In this model, a system might:
- pull data from APIs
- choose scenes or assets
- call tools like Remotion, After Effects, or Runway
- render multiple variations
- assemble final outputs automatically
Here the creator designs the production workflow and decision-making layer rather than a single template or composition.
Agentic video is therefore about orchestration and autonomy across the video pipeline.
Why These Terms Overlap
These are not mutually exclusive categories.
A system can be:
- procedural and data driven
- data driven and programmatic
- programmatic and agentic
- agentic and AI generative
- all of the above at once
Something like Spotify Wrapped could be built in several different ways. From the outside, the output might look the same. The difference is in where control lives and how the pipeline is assembled.

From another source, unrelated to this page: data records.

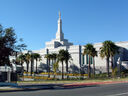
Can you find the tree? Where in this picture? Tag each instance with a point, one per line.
(27, 60)
(48, 56)
(61, 58)
(67, 58)
(93, 54)
(37, 57)
(89, 50)
(21, 59)
(109, 49)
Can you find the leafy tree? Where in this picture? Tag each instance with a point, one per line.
(8, 45)
(109, 49)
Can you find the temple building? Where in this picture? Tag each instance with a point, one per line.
(79, 61)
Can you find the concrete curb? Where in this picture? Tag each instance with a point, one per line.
(56, 86)
(95, 83)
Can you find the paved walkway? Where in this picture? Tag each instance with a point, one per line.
(14, 87)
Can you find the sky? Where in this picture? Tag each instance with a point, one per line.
(83, 21)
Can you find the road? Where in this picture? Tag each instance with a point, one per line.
(95, 90)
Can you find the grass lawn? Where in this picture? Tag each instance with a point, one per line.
(72, 81)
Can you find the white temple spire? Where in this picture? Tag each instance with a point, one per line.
(59, 34)
(59, 15)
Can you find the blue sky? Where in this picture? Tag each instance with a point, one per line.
(83, 21)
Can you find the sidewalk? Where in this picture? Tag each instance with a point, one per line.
(13, 88)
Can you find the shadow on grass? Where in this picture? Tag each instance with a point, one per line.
(29, 88)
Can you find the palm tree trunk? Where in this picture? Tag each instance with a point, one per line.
(93, 66)
(48, 68)
(67, 69)
(62, 71)
(107, 60)
(36, 66)
(89, 73)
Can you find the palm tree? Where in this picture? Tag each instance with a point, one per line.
(61, 58)
(37, 57)
(27, 60)
(55, 68)
(88, 50)
(109, 49)
(93, 54)
(21, 59)
(54, 56)
(67, 58)
(48, 56)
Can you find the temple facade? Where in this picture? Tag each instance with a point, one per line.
(79, 61)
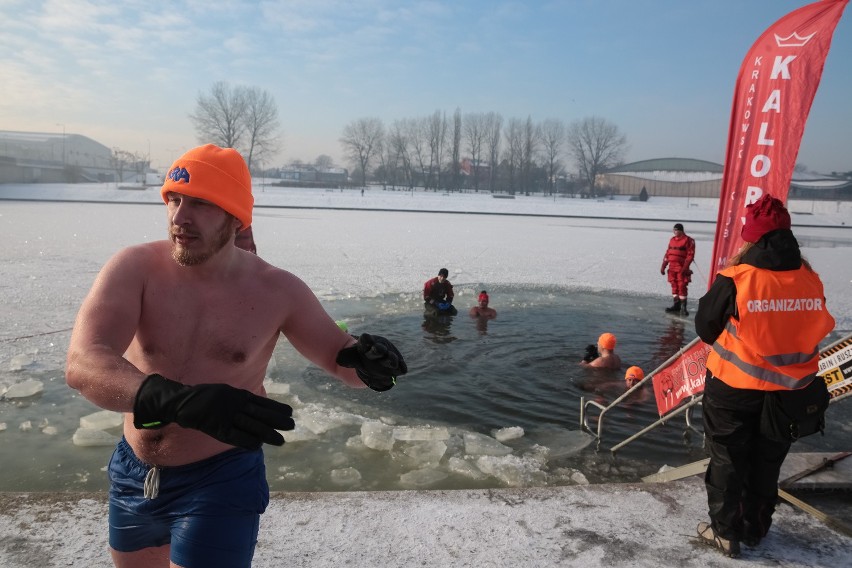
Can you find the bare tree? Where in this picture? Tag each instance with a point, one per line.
(261, 125)
(437, 136)
(552, 142)
(494, 126)
(362, 140)
(455, 166)
(529, 148)
(324, 161)
(398, 143)
(219, 116)
(596, 145)
(513, 154)
(474, 126)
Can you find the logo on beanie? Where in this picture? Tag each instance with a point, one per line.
(178, 174)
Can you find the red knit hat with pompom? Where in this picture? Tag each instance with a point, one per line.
(764, 215)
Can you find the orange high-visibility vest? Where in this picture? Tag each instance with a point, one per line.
(775, 343)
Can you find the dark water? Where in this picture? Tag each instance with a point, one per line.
(468, 376)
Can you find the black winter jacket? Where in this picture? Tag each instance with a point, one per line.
(776, 250)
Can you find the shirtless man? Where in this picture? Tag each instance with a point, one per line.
(482, 310)
(177, 334)
(608, 359)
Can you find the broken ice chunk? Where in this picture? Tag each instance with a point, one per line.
(377, 436)
(102, 420)
(510, 433)
(476, 444)
(345, 476)
(412, 433)
(87, 437)
(24, 389)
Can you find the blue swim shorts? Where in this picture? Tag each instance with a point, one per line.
(209, 511)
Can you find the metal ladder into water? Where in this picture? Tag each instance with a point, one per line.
(834, 376)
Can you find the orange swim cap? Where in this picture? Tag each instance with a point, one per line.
(634, 374)
(218, 175)
(607, 341)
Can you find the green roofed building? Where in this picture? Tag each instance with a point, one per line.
(685, 177)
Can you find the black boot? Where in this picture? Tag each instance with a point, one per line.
(675, 307)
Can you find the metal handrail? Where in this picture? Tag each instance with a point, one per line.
(584, 404)
(683, 409)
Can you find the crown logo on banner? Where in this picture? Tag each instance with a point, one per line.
(793, 40)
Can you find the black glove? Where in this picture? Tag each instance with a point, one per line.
(376, 361)
(591, 353)
(231, 415)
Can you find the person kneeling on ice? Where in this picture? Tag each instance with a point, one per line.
(177, 334)
(607, 359)
(481, 310)
(438, 294)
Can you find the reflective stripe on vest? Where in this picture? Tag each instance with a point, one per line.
(763, 373)
(781, 314)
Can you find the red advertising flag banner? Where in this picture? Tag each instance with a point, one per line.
(774, 91)
(772, 98)
(682, 379)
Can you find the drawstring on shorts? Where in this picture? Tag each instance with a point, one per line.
(152, 483)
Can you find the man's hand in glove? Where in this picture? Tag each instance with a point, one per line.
(376, 361)
(231, 415)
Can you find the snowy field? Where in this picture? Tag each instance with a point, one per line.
(52, 252)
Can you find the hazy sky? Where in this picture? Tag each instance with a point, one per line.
(127, 73)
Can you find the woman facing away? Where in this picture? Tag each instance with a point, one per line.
(764, 316)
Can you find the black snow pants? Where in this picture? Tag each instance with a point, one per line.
(742, 478)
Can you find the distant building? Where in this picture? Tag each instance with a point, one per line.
(37, 157)
(312, 176)
(685, 177)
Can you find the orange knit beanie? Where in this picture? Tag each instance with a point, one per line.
(607, 341)
(218, 175)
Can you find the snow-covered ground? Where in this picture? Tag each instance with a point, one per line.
(567, 243)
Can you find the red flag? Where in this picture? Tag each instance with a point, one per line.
(681, 379)
(772, 98)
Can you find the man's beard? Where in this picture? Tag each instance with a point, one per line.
(184, 257)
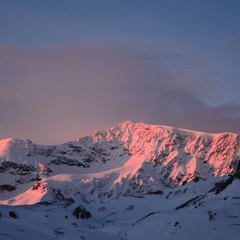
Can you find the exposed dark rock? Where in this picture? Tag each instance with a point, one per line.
(81, 212)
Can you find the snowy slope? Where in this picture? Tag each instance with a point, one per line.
(134, 181)
(130, 159)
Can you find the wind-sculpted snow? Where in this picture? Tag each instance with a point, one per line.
(130, 159)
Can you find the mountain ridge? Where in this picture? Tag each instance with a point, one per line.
(129, 159)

Why This Distinction Matters
These terms matter because they tell you where the creative and technical control lives.
- Procedural systems give creators precise structural control.
- Data driven systems let visuals respond to information.
- Programmatic systems move authorship and rendering into code.
- AI generative systems produce new imagery from learned patterns.
- Agentic systems orchestrate the entire production pipeline.
These are not just categories. They are layers of control in the modern video stack. One layer defines structure, another connects data, another governs authoring and rendering, another generates imagery, and another coordinates the whole system.
The future of video production will likely combine all five, and begin to look increasingly agentic.